HERCULES: It was unbelievably impressive to me the sheer amount of work she did and the quality of the work she did and the variety and multiple disciplines she worked in. That was inspirational to me. Sometimes you think you can only do so much, but it’s inspirational to see somebody who really threw herself into her work and was fearless in doing this amazing array of work as well. The second thing that I got out of her, that I was inspired by, really, was her ability to forgive. Her strong belief in reconciliation was very powerful, and it had an impact on me for sure in thinking about things. Especially at the time period we’re living in now, the idea that the film has come out right now is significant to me, because we are in a very divisive time, certainly one of the most divisive times I’ve ever experienced in my life. To think about her words and her writings and her vision is very healing, I think, in our society, and I only wish she were still alive to have that powerful voice of reason and reconciliation and healing. So that’s what I have taken away from her story—that it’s very inspirational to all of us to think about how we can be better people in this very divisive time.

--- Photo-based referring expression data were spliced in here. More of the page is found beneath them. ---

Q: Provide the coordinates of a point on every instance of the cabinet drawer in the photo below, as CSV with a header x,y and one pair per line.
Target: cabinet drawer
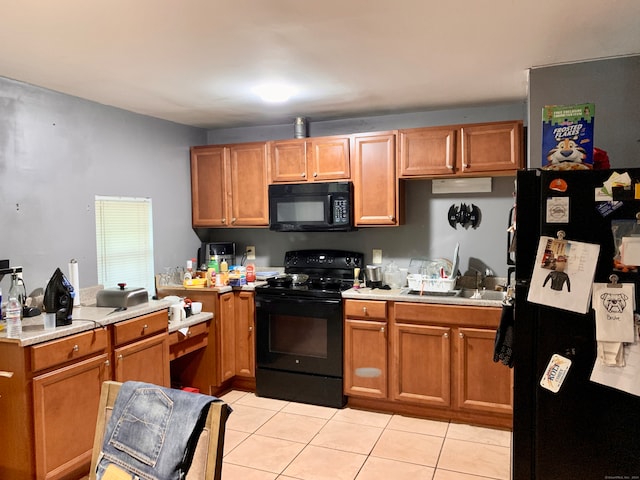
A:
x,y
60,351
139,327
372,309
197,337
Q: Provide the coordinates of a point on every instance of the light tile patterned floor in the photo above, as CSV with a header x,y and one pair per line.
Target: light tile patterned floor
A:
x,y
269,439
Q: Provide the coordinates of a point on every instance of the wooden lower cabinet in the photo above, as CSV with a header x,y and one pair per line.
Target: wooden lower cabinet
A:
x,y
366,354
65,406
141,349
144,361
421,369
49,406
245,313
229,357
366,350
483,385
437,361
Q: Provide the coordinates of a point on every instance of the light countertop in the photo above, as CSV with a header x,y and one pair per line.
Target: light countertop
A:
x,y
403,295
84,318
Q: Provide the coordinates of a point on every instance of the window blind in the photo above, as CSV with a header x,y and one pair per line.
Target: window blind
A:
x,y
124,238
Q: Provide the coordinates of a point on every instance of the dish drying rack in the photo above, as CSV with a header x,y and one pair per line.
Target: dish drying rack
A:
x,y
428,275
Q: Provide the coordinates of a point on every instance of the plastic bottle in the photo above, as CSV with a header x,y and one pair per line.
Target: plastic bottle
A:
x,y
14,311
251,272
224,272
3,322
211,272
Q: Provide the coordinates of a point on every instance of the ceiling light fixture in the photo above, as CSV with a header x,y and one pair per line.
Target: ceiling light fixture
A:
x,y
275,92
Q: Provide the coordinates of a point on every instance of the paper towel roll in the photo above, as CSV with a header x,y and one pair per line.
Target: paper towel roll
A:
x,y
75,281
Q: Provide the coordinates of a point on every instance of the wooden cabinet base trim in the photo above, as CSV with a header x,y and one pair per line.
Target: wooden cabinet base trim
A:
x,y
486,420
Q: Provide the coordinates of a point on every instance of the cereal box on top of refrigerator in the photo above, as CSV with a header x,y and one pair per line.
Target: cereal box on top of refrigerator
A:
x,y
567,137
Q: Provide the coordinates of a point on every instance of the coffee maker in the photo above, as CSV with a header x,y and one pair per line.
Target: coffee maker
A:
x,y
58,298
219,250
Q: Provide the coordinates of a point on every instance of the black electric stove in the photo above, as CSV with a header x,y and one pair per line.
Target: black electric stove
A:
x,y
299,328
330,272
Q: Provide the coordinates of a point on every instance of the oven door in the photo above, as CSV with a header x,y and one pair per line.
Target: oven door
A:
x,y
301,335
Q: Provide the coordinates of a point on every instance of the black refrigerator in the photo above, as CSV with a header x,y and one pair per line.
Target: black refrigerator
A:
x,y
586,430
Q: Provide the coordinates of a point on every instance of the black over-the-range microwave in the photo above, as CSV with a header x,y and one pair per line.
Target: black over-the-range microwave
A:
x,y
311,207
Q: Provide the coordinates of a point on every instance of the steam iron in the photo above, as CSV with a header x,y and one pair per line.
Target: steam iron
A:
x,y
58,298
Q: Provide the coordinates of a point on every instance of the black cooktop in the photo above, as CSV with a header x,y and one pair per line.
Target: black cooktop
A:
x,y
330,272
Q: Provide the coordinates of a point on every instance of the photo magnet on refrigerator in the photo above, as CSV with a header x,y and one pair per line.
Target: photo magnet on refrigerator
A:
x,y
555,373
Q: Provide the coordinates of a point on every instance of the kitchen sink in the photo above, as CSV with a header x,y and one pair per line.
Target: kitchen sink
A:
x,y
484,294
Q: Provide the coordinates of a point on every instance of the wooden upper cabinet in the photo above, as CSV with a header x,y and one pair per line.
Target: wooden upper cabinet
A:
x,y
375,189
469,150
425,151
229,185
249,185
491,147
328,158
288,159
208,190
310,159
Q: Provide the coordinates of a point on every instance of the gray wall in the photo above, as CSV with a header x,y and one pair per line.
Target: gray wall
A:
x,y
426,233
612,84
57,152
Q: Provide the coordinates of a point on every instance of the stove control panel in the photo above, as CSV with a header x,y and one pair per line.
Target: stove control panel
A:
x,y
329,259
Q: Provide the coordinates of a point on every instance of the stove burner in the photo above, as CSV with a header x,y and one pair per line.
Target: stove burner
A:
x,y
280,282
326,283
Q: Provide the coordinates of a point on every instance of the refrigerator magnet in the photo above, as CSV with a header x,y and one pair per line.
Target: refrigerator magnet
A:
x,y
558,210
555,373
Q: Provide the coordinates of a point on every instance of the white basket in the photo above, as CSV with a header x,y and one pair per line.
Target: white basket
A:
x,y
423,283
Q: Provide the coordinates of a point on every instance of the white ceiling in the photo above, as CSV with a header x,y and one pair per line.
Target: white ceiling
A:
x,y
195,61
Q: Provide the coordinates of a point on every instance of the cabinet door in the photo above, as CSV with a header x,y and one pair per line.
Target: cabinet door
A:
x,y
288,160
328,158
491,147
249,185
427,152
482,384
65,403
365,358
245,334
375,182
209,200
422,364
144,361
227,327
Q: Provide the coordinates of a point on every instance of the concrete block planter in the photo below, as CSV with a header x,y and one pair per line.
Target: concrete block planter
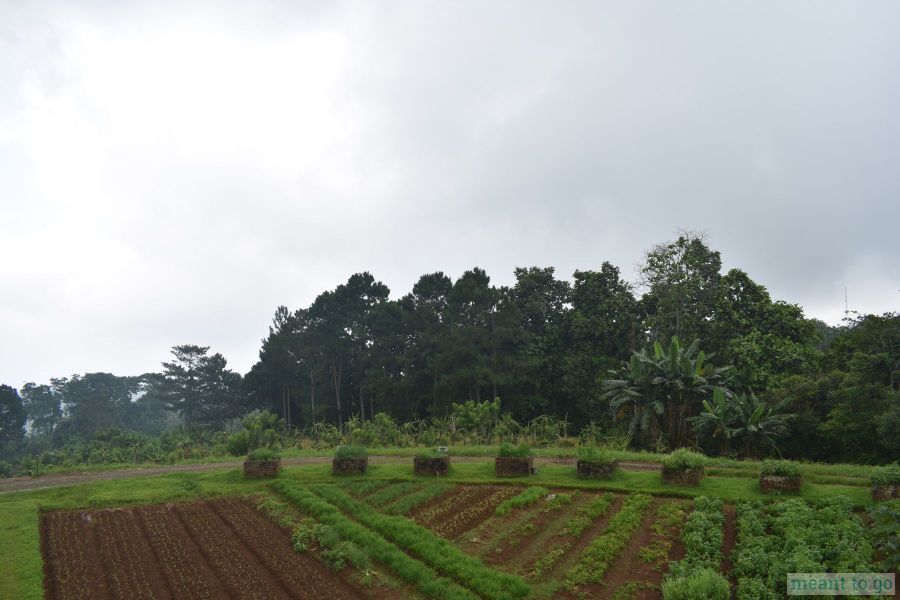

COBURN-WHACK: We tried many beginnings [for the film], and then we found a statement that she made to some program at the BBC. It was, “You may encounter many defeats, but you must not be defeated. In fact, it may be necessary that you encounter defeat so that you know who you are.” That was really the truth of the film, and it became my truth as I did the film, and it became a reckoning to me in a different way than I maybe had heard it before. I knew that I was encountering defeats with this film, whether they were small, whether they were big, the larger culture of what’s happening with the film industry, #OscarsSoWhite, racism and gender issues…. [Maya Angelou’s story] was: I’ve been abused; I have to keep going. I’ve been discriminated against; I’ve got to keep going. I’m having problems being a mother; I’ve got to keep going. I can’t find anybody to have a long-term love relationship with that can appreciate me for me; I’ve got to keep going. And so that encountering defeat and not being defeated I think resonates with me and with everybody who watches the film…. Honestly, it built a lot of confidence for both of us to tell this story, because this is a big story. Once you can tell the big story, you kind of think. okay, what you got next? I can do this.